В руках все царство, а в кармане лицензия на торговлю! Из самой гущи опасностей мой венгерец восстал, точно Венера из пены морской; казалось бы, остается только добавить: так всегда вознаграждается добродетель. Но нет, совсем наоборот. Мало того, что он сам в прежние времена подсмотрел у кого-то всю мышиную затею, в будничной жизни он обходился с моралью без всяких церемоний. Так, например, он купил за несколько лир железнодорожный билет из Рима до Бари. Дело в том, что фашисты устроили в Риме большую выставку, а поскольку Муссолини очень хотелось, чтобы ее посетил каждый итальянец, то он снизил плату за обратный проезд из Рима до любой конечной станции на семьдесят процентов, и билет в оба конца стоил теперь много меньше, чем два билета в один. Все пассажиры, даже едущие только до Рима, стали покупать со скидкой билеты туда и обратно; обратный билет они надеялись дешево уступить и таким образом выручить денег на лишнее яблоко и вареное яйцо. Но билеты были именными. Мадьяру нужно было поэтому вымарать имя предыдущего владельца и поставить вместо него свое. Случайно ему попался разносчик, продававший средство для бесследного выведения чернильных пятен. Товар его шел нарасхват, так что он здорово суетился и поэтому показался мадьяру самым подходящим объектом, чтобы всучить ему фальшивую монету в десять лир, которую мадьяр уже неделю носил в кармане. Так и вышло. Средство стоило одну лиру, мадьяр дал десять и тут же получил девять лир сдачи. В Италии находится в обращении столько фальшивых денег, что это никого не волнует; в каждой лавке есть мраморная скамейка или отдельный пробный камень, и всяк сам смекает, как от них избавиться.
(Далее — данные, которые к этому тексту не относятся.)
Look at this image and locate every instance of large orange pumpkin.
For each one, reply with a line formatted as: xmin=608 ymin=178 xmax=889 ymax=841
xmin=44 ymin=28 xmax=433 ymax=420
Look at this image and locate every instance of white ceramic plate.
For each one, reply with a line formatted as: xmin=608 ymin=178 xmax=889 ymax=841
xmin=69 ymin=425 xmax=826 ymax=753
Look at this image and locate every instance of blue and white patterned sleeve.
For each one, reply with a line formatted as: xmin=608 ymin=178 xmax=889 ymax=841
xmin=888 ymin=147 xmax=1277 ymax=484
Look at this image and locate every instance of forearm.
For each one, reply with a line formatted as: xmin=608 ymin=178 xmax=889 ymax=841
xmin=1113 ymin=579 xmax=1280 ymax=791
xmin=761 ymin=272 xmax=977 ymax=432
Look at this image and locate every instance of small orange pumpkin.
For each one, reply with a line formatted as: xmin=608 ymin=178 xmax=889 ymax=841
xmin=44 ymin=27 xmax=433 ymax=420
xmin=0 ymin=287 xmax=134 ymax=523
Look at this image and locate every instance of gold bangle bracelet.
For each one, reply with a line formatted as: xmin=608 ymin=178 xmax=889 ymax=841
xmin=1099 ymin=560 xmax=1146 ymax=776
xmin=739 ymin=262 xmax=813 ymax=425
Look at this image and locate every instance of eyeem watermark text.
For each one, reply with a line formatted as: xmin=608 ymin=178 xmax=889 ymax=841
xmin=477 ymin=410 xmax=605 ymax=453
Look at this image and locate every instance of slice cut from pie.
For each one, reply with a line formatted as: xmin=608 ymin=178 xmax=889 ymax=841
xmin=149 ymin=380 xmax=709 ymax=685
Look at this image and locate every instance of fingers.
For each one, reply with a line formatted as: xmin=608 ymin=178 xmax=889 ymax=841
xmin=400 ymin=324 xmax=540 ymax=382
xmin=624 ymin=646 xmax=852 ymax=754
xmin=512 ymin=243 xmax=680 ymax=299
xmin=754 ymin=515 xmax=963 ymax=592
Мадьяр тотчас же пошел домой и с большой жадностью стал пробовать купленное средство, сначала на обычной бумаге, потом на железнодорожном билете. Средство оказалось чересчур сильным и съело на билете всю краску. Любопытно было слушать, как Он взорвался от морального негодования, как он поносил этого грязного лоточника, подсунувшего ему какую-то дрянь. Четверть часа он изливался потоками прозы, модулируя из лирической тональности в делирическую, то бишь бредовую, и обратно.

Если рассудить, он вовсе не был непоследовательным: ведь он считал себя самым хитроумным на свете, а кто-то другой посмел обвести его вокруг пальца.

Итак, я нахожусь на том самом месте, откуда проник в сердца моих и ваших нецивилизованных предков горний свет, ради которого они забросили свои дольмены и кромлехи, а бронзовая статуя святого Петра все еще стоит где стояла, и правая стопа святого уже почти истерта губами верующих. В другом соборе находится мраморная фигура Христа, изваянная Микеланджело, которой грозила такая же благая участь, поэтому стопы его одели в медные футляры. В соборе множество разных ниш и уголков, где на возвышении сидят священники, держа в руке длинный посох, вроде бильярдного кия. Перед ними то и дело преклоняет колени какой-нибудь прихожанин и тут же получает легкий щелчок по голове кончиком кия, кий как бы чокается с головой; особенно насущной поголовная чокнутость становится по воскресеньям.

Церкви блистают пышным великолепием, и это резонно, ибо вслед за эпохой народного просвещения пришло время народного обольщения.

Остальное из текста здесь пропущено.